The following matrix problem occurred to me. I figured out the answer and would like to pose the problem. It's easy but would be best for an undergrad math major. The question: Consider a square n by n matrix with entries 1, 2, ..., n squared. Find a way to arrange these entries so that the absolute value of the determinate of this matrix is a minimum.

disregardthat
"a square n by n matrix with entries 1, 2, ..., n squared"

could you explain this a little better? Do you mean that the matrix have entries 1,2,3,...,n^2, and do all appear and only once?

Yes, the entries consist of all the numbers 1 to n^2 and each number occurs only once.

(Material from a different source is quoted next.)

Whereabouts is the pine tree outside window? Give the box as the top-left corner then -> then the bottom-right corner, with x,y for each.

Let's see it for a 2x2 matrix. Since a transposition of rows and columns does not change the value of the matrix, and a transposition of row or columns changes the sign, it is sufficient to consider how many different rows we can form. For a 2x2 matrix, we can form the first row in 3 ways (pairing one fixed element with the other 3 elements) and the second row can be formed in the 2 possible permutations of the remaining elements, so 3x2 = 6 possible determinants. Here they are:
$$\left|\begin{array}{cc} 1 & 2 \\ 3 & 4 \end{array}\right| = 4 - 6 = -2$$

$$\left|\begin{array}{cc} 1 & 2 \\ 4 & 3 \end{array}\right| = 3 - 8 = -5$$

$$\left|\begin{array}{cc} 1 & 3 \\ 2 & 4 \end{array}\right| = 4 - 6 = -2$$

$$\left|\begin{array}{cc} 1 & 3 \\ 4 & 2 \end{array}\right| = 2 - 12 = -10$$

$$\left|\begin{array}{cc} 1 & 4 \\ 2 & 3 \end{array}\right| = 3 - 8 = -5$$

$$\left|\begin{array}{cc} 1 & 4 \\ 3 & 2 \end{array}\right| = 2 - 12 = -10$$

I don't see how to generalize it at this point. I would think we need to add the biggest numbers $n^{2}, (n - 1)^{2}, \ldots, n^{2} - n +1$ along the main diagonal, then the next along the third to the main diagonal and start inserting the smallest elements along the odd diagonals.